AOL's future is key to Time Warner, whose stock hit a two-year low in July and faces investor pressure to extract more value out of the Internet division.

On Wednesday, Time Warner also posted a second-quarter profit versus a year-ago loss on more digital phone and high-speed data customers and strong growth in online advertising.


AOL, which has 17.7 million U.S. subscribers, has kept the e-mail addresses of former members from the last two years and will offer the free services to them and to new users.

Time Warner is due to discuss details of its plans for AOL during a conference at 11 a.m. EST. The company said the changes at AOL would not materially affect its 2006 full-year forecasts.

AOL had already made clear it sought to change into an ad-supported network providing information and entertainment as its Internet access business steadily lost subscribers.

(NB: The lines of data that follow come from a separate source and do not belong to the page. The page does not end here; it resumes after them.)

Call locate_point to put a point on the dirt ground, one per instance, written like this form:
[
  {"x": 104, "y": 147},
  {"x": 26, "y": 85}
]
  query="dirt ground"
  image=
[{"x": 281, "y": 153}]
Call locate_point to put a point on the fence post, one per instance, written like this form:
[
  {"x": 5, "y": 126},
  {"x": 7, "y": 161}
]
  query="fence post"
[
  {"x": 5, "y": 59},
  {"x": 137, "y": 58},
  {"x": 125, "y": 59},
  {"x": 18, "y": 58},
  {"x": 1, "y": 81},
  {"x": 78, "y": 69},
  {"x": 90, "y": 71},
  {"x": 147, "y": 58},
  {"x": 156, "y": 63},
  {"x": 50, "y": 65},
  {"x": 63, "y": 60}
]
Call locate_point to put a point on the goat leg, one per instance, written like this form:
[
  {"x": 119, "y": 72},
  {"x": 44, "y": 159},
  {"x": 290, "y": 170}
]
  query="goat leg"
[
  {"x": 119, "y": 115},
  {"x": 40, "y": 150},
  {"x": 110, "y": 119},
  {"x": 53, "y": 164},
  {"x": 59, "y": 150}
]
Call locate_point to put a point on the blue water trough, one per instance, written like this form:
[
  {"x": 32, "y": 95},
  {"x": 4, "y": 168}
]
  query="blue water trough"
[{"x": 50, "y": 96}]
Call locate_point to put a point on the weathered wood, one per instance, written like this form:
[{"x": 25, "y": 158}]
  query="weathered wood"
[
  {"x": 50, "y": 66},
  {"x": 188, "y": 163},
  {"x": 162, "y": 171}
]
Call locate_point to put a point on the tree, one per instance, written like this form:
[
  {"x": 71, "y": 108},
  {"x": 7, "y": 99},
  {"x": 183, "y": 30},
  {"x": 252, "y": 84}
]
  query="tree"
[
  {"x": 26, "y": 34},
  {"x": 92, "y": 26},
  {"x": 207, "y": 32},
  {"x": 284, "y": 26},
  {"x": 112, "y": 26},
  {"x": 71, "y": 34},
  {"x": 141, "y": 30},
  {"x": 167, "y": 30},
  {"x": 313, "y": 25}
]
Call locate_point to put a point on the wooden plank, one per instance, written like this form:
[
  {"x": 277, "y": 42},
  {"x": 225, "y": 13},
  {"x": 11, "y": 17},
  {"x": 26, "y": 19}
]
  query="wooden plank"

It also lost 976,000 subscribers in the quarter from the first quarter and more than 3 million subscribers from a year ago. Total revenue dropped 2 percent to $2 billion in the quarter.

But AOL's ad revenue rose 40 percent from a year ago. The company's Web sites drew an average of 113 million viewers in the United States during that period.

Online ad growth was strong. Trying to understand what really drove that ... is key to the prospects of AOL's new strategy, said Richard Greenfield, analyst at Pali Capital.

The stock was up 34 cents to $16.59 on the New York Stock Exchange.